PS: I need to update the Wiki page. Feel free to help :)

Wednesday, 4 February 2009

Things you shouldn't do

Things you shouldn't ever be doing.
  • Transform a filename into a URI like that:
uri = g_strdup_printf ("file:///%s", filename);

Use g_filename_to_uri() instead. Same goes for the opposite direction, where stripping "file://" isn't good enough to transform a URI into a local filename. Use g_filename_from_uri(), or g_file_get_path() if you're actually going to be opening the files.

  • Use GStreamer to play a single small pop sound:
Use libcanberra instead. It's portable, might use GStreamer in some cases, and very certainly requires less code for a simple use like this.

Bruno, you should get a Bugzilla component for Garfunkel.

Wednesday, 21 January 2009

NB: It doesn't actually look like that

If you read the Phoronix article about the new gnome-volume-control (also seen linked from OSNews), don't worry, the upstream (and Fedora) applet doesn't look like that.


It looks like that.



Ubuntu's mixer applet is a different UI on the old mixer applet in gnome-applets, and not the PulseAudio-powered volume applet now in gnome-media.

In addition to the article being outdated (the treeview with the one-by-one sound event customisation is already gone), it also invents new features such as «the ability to adjust the alert volume on a per-alert basis». God knows where they got that from.

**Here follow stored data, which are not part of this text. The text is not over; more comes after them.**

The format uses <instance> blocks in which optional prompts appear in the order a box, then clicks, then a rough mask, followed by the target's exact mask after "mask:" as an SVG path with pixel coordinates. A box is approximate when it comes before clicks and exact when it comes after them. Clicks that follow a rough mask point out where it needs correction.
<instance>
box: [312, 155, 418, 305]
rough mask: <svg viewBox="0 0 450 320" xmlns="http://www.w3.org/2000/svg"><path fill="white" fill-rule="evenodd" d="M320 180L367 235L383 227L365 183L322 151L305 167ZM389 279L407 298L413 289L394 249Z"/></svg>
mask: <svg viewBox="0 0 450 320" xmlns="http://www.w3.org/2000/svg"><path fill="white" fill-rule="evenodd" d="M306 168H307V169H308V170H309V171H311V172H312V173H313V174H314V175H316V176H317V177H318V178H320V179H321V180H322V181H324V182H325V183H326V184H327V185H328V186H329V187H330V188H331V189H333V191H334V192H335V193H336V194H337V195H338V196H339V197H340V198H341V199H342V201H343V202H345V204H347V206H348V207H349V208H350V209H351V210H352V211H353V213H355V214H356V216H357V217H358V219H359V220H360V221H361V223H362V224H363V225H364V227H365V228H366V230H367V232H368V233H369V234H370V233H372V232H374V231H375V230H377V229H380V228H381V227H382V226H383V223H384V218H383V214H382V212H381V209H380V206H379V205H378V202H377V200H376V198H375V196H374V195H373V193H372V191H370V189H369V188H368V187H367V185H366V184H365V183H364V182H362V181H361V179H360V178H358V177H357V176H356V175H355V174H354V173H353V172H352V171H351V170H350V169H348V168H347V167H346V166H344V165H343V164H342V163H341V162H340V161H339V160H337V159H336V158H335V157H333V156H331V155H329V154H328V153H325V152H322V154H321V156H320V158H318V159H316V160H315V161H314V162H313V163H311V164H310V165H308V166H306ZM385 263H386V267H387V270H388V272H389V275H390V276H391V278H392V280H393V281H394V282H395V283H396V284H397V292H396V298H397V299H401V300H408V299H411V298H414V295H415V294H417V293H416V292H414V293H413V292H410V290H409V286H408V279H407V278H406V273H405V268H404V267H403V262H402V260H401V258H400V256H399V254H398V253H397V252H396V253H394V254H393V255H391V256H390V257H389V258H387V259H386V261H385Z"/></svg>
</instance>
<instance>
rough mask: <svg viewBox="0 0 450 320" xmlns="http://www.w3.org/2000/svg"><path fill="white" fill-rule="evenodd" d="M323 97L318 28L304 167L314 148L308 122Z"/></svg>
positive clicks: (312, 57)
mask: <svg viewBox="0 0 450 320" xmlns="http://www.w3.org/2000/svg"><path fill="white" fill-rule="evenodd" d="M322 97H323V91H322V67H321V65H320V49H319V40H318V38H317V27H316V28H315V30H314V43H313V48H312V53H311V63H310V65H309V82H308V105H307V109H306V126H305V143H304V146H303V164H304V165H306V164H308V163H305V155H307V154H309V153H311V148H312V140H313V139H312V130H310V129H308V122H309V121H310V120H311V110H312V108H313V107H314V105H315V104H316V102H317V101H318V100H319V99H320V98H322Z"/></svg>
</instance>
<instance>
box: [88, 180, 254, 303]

/The guy who did the last gnome-media release

Monday, 19 January 2009

Thanks anonymous person

I'd like to thank the anonymous benefactor who wished me happy new year by offering me a copy of WALL·E on Blu-Ray. You just bought me my first Blu-Ray movie.

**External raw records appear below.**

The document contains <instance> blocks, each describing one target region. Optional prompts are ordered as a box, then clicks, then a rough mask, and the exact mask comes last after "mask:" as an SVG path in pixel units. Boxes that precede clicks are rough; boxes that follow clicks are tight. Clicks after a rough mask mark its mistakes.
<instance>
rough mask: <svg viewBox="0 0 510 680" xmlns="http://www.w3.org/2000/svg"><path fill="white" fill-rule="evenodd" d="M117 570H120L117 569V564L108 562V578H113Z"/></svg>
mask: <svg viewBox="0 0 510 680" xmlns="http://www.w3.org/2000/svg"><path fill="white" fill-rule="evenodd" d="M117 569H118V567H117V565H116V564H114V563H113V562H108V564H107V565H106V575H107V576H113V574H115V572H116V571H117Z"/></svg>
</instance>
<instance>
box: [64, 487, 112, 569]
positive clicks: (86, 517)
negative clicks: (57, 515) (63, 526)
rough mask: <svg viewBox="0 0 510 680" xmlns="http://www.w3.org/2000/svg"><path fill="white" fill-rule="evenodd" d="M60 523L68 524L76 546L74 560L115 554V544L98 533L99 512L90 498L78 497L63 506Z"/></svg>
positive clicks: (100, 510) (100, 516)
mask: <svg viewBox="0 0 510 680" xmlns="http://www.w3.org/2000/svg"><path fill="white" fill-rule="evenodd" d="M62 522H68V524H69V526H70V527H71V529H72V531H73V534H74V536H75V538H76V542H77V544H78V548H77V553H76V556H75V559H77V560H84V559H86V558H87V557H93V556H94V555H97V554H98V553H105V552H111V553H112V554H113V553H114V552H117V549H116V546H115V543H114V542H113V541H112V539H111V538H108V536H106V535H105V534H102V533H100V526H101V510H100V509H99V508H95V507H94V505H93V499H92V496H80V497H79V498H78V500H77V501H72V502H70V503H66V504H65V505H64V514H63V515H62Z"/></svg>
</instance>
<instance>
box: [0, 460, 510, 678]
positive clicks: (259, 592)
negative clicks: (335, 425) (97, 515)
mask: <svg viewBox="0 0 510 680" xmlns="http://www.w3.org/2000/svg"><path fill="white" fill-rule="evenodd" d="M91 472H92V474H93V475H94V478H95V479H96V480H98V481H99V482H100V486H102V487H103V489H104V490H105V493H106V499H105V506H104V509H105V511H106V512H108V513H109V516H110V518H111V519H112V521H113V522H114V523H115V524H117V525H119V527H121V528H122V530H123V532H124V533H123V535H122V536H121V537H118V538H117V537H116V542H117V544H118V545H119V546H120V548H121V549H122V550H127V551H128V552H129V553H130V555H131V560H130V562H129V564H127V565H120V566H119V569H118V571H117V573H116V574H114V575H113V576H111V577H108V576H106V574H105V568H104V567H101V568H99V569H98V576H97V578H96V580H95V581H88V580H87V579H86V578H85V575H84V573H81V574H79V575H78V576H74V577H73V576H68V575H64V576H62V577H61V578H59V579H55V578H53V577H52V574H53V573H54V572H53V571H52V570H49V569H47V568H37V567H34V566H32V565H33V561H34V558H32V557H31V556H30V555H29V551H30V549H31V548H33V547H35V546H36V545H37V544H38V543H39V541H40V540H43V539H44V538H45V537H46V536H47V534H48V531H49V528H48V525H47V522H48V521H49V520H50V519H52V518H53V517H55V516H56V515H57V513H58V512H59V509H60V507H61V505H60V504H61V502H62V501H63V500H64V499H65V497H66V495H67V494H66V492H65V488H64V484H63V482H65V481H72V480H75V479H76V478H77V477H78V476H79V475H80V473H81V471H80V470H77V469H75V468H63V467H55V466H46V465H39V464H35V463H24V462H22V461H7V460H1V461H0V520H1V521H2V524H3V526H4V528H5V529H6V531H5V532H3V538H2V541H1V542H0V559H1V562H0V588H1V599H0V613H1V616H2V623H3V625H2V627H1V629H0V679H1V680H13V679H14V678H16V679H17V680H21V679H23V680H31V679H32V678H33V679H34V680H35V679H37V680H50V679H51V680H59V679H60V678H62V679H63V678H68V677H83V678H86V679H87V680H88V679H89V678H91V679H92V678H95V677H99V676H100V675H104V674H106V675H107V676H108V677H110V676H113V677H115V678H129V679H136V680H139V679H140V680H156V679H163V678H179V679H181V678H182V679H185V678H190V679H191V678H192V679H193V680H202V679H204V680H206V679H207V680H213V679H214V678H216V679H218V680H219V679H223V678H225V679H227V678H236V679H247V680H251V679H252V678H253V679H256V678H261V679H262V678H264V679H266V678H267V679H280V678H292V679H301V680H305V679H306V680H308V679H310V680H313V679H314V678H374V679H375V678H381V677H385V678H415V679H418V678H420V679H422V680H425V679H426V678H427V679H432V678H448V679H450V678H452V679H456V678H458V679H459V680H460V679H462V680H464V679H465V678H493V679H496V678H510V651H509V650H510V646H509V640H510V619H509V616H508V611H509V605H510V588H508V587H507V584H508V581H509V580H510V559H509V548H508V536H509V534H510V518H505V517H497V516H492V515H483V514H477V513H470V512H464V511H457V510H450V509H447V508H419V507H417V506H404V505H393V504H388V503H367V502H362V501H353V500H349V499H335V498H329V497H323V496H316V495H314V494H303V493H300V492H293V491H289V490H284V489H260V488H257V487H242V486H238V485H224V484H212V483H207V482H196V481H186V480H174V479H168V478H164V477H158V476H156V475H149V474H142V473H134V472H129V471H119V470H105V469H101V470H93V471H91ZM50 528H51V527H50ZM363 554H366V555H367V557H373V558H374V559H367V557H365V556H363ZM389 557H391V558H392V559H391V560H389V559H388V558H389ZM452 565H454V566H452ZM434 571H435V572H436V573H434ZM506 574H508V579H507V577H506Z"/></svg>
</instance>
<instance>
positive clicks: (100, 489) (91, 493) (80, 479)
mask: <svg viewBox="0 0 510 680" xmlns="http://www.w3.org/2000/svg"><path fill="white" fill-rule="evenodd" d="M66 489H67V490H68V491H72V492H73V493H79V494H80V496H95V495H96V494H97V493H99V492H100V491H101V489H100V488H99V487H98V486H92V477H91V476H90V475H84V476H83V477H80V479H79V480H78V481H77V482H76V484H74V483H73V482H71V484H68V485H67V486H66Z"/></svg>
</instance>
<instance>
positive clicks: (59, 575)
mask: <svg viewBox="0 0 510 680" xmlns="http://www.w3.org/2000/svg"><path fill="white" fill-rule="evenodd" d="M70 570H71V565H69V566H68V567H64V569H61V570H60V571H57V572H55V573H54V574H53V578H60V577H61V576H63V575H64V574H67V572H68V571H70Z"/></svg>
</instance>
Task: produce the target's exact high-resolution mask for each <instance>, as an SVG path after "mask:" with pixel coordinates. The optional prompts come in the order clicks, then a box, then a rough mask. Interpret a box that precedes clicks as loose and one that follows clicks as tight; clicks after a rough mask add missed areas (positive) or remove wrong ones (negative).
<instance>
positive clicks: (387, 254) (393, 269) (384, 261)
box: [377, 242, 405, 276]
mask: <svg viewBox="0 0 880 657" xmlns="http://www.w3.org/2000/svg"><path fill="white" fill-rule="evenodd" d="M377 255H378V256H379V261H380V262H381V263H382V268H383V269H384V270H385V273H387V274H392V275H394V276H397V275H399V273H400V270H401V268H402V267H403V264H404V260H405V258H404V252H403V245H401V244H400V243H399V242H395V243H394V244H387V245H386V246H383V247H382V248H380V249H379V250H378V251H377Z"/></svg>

I'm usually a bargain hunter for films, and will usually spend a fiver at most on a film, so even the Blu-Ray "sales" of two films for £30 I find outrageously expensive.

Thanks again, and I'll mention that your message was a bit mangled and some characters appeared as XML entities, so feel free to send it again by mail :)

Friday, 26 December 2008

I pay my TV license

Therefore, I'll want to listen to 5 Live tomorrow lunch time, when I'm in France, but United play Stoke.

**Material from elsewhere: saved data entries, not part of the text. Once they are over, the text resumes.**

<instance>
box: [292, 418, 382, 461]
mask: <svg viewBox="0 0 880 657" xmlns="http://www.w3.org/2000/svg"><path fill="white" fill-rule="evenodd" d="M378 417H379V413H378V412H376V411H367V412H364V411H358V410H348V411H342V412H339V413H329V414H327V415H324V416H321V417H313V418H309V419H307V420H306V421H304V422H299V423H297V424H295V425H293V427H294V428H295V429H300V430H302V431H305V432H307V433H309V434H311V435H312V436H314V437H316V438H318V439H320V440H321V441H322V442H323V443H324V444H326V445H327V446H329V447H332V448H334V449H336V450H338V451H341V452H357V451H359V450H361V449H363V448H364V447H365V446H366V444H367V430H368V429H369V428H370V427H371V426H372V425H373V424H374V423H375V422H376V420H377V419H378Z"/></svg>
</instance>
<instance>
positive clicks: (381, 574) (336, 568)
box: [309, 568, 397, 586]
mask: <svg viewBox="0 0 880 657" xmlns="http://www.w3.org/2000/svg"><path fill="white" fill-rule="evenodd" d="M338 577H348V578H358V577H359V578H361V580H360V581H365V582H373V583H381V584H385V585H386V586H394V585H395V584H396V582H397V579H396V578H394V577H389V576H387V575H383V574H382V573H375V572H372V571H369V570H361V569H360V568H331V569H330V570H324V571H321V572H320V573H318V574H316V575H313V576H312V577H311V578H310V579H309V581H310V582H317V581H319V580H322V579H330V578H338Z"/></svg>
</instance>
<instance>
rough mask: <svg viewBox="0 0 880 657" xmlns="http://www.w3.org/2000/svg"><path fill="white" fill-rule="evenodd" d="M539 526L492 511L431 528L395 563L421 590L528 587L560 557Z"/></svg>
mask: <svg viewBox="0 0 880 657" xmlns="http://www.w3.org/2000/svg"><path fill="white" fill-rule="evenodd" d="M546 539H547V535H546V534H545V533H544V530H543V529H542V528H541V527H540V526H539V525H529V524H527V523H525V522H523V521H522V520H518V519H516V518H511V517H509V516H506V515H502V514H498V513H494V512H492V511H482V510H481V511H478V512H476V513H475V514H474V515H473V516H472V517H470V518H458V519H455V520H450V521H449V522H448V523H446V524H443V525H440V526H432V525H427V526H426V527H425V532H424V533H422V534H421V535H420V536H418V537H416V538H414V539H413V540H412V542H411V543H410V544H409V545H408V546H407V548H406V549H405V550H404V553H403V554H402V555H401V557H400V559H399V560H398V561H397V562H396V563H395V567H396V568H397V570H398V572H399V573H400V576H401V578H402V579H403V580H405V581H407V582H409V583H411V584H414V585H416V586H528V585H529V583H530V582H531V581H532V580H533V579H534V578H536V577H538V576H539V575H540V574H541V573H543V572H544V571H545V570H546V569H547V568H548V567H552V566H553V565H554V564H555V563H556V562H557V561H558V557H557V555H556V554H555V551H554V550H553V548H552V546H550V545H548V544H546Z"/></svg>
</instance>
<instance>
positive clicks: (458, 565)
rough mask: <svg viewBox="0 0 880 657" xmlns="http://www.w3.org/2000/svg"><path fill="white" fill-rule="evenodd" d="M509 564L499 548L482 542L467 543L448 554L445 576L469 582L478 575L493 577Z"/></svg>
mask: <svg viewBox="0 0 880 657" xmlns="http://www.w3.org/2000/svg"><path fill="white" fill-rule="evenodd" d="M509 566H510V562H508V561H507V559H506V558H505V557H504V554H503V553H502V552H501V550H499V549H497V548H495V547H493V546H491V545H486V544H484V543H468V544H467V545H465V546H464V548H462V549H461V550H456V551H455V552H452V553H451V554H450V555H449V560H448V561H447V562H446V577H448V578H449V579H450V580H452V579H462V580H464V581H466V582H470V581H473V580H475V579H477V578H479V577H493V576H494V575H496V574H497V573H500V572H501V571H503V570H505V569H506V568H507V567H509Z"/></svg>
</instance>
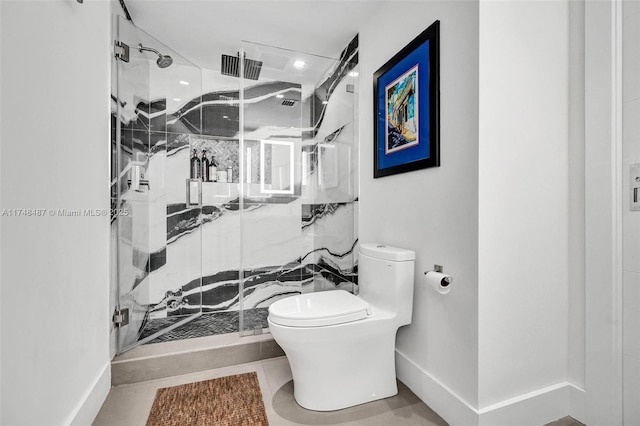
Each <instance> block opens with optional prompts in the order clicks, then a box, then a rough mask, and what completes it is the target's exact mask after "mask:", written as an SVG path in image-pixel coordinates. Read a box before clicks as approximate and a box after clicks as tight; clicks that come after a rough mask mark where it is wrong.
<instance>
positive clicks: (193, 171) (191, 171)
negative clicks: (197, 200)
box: [191, 148, 202, 179]
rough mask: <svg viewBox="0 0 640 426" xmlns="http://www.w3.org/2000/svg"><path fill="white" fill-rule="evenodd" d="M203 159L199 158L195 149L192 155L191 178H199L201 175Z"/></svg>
mask: <svg viewBox="0 0 640 426" xmlns="http://www.w3.org/2000/svg"><path fill="white" fill-rule="evenodd" d="M200 164H201V161H200V159H199V158H198V152H197V151H196V150H195V148H194V150H193V155H192V156H191V179H198V178H199V177H201V171H202V170H201V166H200Z"/></svg>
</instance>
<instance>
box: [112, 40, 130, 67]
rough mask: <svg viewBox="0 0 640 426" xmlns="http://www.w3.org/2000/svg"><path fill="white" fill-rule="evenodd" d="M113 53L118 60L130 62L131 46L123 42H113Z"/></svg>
mask: <svg viewBox="0 0 640 426" xmlns="http://www.w3.org/2000/svg"><path fill="white" fill-rule="evenodd" d="M113 52H114V55H115V56H116V58H118V59H120V60H121V61H124V62H129V46H128V45H126V44H125V43H123V42H121V41H118V40H116V41H114V42H113Z"/></svg>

This is more a little for me, but could be useful for other expats :)

1. Create a Socks5 proxy:
ssh -D 9999 your.remote.host

2. Build the tsocks library

3. Create a tsocks.conf file:
server = 127.0.0.1
server_port = 9999
server_type = 5

4. Launch a (simple) player with proxy support:
TSOCKS_CONF_FILE=`pwd`/tsocks.conf LD_PRELOAD=`pwd`/libtsocks.so.1.8 mplayer -playlist http://www.bbc.co.uk/fivelive/live/live.asx

Voila. See also Bug 505456.

Tuesday, 23 December 2008

Tuesday, 2 December 2008

Serves you right

On Friday evening, for the GNOME London beer do (version 2.0 apparently), we went past the offices for the Express, a paper as high as the Daily Mail on the puke-tastic scale of yobbish prejudice.

A couple of weeks ago (seems like months now), Jonathan Ross and Russell Brand played a prank on someone in a BBC Radio 2 show that very few people listen to in the first place: 2 complaints. In comes media circus, the Fleet St. buddies in pole, and there the number of complaints rises. My despair rises.

Grauniad blogger and journalist Charlie Brooker vents his screenburn frustration at that lot, and I shake my head every day at their covers. You'll soon know about the dead girl corner, and the «free shit» banner. Just don't read their website, an immigrant plumber might get onto your computer.

Thursday, 27 November 2008

Momentous moment

Tonight, 3 months after ordering it, I finished watching the complete West Wing. I'd recommend it to anyone interested in politics, especially when put into context with the Clinton, Bush and upcoming Obama administrations, as well as the Gore, Kerry and McCain presidential races. Now maybe I should watch some episodes of the New Statesman again, to flush that too-political feeling.